Tõnu Runnel, 29 ans, est le fondateur de Fraktal, une entreprise de création de sites web basée à Tartu qui emploie une douzaine de personnes et compte près d’un millier de clients. Rencontre avec ce survivant de la crise.
Comment avez-vous créé votre start up ?
Je suis parti de l’entreprise que j’avais co-fondée en 1998 et j’ai tout recommencé de zéro, avec un ami, Priit, pour monter Fraktal en 2007. Nous avions des idées, mais pas d’argent. Nous avons réussi à attirer l’attention de l’un des fondateurs de Skype, Toivo Annus. Il nous a loué des bureaux et a investi plus de 100 000 dollars dans notre start-up. Il a été très actif et nous aide tous les jours, pas seulement financièrement. C’est une des raisons de notre succès.

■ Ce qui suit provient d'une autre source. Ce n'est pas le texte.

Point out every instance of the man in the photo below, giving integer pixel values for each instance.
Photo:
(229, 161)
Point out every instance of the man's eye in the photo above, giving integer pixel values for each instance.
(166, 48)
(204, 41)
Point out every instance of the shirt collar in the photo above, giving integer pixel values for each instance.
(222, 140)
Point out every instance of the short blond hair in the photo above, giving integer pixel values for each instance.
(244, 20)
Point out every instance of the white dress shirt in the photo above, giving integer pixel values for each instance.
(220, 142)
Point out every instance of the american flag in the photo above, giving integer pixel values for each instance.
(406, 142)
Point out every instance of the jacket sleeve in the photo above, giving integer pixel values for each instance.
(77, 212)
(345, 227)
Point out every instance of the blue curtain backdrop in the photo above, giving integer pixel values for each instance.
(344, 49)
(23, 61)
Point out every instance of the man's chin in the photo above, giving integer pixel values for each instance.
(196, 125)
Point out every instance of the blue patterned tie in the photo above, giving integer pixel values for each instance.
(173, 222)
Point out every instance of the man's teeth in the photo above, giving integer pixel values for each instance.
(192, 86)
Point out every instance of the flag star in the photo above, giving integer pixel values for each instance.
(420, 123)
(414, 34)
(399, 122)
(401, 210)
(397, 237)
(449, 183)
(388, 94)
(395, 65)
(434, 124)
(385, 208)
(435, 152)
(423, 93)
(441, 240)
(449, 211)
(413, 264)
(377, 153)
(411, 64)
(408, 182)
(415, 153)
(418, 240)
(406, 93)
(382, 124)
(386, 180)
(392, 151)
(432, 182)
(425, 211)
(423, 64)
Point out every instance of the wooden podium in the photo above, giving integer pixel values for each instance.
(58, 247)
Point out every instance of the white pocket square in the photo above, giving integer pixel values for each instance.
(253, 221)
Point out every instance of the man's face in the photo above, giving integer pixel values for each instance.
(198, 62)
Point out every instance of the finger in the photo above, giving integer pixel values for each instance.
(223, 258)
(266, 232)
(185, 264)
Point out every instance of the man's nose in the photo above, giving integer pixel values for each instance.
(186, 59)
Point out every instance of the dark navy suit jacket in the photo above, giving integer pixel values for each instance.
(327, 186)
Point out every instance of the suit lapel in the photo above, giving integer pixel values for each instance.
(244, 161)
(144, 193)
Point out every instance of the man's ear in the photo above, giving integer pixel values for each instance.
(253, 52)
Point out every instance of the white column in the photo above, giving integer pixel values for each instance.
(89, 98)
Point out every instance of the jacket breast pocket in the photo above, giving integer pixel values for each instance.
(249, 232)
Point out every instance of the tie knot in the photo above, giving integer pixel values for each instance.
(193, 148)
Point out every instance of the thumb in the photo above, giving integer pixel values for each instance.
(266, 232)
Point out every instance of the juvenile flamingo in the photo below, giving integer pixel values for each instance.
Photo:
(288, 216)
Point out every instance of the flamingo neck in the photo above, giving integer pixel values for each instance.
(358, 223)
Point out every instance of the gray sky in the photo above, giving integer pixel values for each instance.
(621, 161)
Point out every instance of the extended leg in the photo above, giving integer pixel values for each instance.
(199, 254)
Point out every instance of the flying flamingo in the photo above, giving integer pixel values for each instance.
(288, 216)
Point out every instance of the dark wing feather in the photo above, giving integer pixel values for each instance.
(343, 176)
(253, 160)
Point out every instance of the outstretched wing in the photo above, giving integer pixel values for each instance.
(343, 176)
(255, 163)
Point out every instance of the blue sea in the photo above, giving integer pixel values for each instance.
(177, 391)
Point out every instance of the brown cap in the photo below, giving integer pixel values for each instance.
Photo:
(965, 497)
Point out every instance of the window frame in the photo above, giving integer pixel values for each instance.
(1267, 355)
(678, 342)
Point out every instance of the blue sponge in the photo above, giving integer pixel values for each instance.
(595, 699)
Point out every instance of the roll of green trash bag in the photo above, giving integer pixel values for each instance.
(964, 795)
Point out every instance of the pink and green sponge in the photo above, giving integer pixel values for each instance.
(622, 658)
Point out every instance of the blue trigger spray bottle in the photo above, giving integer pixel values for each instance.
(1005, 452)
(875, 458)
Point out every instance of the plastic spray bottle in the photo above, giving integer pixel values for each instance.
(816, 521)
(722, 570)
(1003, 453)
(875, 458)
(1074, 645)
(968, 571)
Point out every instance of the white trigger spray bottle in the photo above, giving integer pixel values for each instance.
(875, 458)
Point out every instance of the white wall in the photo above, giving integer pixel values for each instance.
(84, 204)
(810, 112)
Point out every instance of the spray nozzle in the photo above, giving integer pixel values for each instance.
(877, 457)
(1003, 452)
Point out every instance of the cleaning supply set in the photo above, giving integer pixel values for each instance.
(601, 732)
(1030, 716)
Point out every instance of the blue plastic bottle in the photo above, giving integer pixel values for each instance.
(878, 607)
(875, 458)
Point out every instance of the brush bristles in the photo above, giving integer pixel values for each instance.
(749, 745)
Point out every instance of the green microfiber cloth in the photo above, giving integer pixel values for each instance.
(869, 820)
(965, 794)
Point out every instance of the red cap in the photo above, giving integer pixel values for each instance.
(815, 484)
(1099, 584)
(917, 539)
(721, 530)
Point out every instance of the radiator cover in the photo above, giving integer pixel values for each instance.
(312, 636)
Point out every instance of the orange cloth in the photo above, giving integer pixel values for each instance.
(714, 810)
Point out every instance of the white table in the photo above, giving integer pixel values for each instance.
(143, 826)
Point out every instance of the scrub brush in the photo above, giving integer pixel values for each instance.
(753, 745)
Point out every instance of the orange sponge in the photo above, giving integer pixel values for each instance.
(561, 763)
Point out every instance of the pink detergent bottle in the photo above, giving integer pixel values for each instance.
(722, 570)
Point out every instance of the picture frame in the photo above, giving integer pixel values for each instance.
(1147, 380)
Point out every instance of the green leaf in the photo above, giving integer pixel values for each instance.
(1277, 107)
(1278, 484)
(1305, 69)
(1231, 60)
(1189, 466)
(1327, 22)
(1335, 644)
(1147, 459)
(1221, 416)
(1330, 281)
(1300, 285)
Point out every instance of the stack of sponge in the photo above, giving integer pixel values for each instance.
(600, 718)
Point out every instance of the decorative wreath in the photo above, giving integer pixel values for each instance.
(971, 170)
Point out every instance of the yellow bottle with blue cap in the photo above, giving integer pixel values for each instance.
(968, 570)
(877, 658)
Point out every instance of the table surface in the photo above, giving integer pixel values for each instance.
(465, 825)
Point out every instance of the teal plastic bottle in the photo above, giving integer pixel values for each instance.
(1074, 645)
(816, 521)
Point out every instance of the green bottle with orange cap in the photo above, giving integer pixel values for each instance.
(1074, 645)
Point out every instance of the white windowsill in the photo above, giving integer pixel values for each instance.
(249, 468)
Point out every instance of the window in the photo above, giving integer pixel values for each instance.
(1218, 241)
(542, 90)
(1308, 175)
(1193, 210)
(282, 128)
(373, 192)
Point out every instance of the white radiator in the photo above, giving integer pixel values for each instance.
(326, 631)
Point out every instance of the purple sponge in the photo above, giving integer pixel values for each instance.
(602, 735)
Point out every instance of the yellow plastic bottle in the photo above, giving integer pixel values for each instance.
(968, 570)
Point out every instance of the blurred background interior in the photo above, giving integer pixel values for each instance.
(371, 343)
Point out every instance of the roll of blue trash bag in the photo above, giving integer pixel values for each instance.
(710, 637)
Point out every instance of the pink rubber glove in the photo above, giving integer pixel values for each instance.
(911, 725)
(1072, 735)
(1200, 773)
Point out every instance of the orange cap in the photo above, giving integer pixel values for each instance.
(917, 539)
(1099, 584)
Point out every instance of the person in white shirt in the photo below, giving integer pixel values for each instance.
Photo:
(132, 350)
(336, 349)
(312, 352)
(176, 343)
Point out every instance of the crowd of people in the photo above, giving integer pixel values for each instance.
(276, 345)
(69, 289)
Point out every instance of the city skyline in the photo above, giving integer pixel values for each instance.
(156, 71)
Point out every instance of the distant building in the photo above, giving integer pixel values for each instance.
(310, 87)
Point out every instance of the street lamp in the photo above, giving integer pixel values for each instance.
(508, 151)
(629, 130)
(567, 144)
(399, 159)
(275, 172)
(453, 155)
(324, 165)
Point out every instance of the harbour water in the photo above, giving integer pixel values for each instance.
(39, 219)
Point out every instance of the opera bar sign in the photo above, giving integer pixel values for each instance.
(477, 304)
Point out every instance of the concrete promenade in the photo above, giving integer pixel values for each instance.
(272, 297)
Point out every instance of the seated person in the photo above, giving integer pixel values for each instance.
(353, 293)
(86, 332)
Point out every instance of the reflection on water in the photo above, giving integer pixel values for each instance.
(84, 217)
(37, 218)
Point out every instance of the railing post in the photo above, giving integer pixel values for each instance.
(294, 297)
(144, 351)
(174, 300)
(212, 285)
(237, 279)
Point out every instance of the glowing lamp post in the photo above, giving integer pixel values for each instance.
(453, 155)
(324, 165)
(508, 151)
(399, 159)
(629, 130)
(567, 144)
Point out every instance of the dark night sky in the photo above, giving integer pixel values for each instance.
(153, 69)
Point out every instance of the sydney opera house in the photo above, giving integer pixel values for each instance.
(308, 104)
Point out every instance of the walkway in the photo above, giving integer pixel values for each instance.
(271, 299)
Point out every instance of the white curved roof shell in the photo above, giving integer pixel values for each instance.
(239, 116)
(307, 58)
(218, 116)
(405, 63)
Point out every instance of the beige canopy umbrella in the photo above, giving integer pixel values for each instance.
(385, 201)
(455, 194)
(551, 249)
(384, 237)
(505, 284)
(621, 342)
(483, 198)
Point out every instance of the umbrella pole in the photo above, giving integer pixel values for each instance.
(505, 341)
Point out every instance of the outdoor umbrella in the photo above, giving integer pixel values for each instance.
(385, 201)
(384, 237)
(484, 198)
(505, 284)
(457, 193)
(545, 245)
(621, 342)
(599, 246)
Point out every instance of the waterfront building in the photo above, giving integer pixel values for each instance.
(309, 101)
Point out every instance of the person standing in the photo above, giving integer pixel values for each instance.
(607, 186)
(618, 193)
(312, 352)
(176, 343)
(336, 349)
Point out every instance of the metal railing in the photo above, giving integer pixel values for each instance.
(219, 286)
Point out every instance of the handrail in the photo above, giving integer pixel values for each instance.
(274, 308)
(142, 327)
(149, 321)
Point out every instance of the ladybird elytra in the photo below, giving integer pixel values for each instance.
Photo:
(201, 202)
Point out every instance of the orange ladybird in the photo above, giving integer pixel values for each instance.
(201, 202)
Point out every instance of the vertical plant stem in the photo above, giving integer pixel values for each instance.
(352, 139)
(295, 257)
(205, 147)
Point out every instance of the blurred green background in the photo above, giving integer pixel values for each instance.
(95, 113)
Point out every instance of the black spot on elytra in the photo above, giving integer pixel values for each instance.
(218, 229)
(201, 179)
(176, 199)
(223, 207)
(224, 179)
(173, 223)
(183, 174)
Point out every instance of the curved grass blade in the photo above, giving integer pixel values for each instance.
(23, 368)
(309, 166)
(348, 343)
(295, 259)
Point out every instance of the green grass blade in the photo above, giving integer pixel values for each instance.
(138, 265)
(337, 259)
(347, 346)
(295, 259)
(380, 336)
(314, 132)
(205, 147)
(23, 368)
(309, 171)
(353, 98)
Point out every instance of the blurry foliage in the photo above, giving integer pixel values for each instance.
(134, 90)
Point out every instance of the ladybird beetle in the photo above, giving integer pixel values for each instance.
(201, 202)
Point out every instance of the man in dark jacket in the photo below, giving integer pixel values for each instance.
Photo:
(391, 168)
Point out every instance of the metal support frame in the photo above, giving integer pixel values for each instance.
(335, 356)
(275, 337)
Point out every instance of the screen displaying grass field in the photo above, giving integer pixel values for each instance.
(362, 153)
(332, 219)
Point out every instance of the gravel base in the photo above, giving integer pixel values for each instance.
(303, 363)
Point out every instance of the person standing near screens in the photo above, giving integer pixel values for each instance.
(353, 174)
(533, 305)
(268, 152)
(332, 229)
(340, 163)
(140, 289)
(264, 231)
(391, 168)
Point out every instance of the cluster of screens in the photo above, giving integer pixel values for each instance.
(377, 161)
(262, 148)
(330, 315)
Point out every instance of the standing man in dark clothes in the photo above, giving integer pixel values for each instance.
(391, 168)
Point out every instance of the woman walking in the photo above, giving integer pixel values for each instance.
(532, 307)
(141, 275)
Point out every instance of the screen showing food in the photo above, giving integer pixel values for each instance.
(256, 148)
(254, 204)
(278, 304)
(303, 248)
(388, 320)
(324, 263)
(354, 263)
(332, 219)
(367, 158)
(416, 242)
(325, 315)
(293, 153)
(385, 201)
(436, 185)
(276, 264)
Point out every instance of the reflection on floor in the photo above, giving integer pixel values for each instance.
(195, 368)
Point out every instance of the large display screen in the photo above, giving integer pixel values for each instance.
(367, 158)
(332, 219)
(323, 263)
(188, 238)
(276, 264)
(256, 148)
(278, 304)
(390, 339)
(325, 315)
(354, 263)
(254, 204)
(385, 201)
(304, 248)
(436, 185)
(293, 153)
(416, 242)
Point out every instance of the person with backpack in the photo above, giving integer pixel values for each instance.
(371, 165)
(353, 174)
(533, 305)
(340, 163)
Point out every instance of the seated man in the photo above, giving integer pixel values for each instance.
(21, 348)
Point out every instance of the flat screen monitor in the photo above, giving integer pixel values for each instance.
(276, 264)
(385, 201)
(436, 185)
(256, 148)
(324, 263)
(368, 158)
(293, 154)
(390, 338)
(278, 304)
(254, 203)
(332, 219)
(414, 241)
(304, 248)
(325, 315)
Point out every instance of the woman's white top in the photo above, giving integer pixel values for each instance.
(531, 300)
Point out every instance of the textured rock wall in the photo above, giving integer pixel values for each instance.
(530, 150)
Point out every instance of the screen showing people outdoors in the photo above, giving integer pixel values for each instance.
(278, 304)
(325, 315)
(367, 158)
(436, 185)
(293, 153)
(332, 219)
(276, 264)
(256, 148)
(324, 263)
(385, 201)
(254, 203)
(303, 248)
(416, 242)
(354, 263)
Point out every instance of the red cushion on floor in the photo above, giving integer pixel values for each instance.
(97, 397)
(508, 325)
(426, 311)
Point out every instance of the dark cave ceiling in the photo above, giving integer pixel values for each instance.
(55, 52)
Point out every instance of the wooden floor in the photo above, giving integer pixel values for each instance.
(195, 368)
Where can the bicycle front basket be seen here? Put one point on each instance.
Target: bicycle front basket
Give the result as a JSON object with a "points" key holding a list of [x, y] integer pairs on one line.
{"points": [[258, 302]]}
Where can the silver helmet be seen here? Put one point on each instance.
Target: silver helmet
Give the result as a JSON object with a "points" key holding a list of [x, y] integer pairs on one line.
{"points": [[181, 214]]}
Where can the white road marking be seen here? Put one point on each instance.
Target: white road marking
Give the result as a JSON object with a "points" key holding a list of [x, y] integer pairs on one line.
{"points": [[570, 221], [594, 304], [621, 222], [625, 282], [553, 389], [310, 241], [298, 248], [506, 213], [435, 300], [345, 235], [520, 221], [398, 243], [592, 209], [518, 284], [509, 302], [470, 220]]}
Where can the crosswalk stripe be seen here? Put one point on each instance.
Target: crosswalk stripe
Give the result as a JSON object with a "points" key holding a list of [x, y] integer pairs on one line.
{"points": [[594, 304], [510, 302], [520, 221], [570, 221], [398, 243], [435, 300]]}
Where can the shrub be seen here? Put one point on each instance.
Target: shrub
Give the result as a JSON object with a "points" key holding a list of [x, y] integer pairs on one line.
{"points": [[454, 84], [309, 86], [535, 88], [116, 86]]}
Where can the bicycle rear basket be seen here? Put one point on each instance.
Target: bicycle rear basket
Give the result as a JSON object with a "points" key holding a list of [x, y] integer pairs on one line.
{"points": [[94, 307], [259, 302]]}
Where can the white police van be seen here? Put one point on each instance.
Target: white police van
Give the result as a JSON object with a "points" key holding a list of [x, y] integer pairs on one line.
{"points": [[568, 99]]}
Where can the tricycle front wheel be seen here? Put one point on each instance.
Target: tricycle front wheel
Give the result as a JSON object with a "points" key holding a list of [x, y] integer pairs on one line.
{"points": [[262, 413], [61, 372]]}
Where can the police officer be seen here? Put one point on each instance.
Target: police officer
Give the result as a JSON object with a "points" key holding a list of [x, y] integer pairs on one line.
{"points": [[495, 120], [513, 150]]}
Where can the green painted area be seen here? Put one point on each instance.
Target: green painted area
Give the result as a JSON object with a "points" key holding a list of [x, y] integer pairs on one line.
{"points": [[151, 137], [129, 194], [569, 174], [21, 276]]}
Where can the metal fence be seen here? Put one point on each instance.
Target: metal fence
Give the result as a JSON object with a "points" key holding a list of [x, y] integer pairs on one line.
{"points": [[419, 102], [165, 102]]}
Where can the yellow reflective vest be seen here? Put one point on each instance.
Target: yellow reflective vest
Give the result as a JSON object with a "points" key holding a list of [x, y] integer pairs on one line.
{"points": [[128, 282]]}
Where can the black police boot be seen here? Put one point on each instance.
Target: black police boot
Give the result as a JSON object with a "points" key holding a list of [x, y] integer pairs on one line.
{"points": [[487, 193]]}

Quelles difficultés avez-vous rencontrées ?
Nous avons de très bons ingénieurs en Estonie, qui pourraient programmer n’importe quel Facebook. Mais on a du mal à trouver des commerciaux avec une vraie expérience. Nos clients sont de petites entreprises. C’est un marché très lent à conquérir. Pour attirer l’attention, on doit travailler dur.

Comment faîtes-vous pour vous faire connaître ?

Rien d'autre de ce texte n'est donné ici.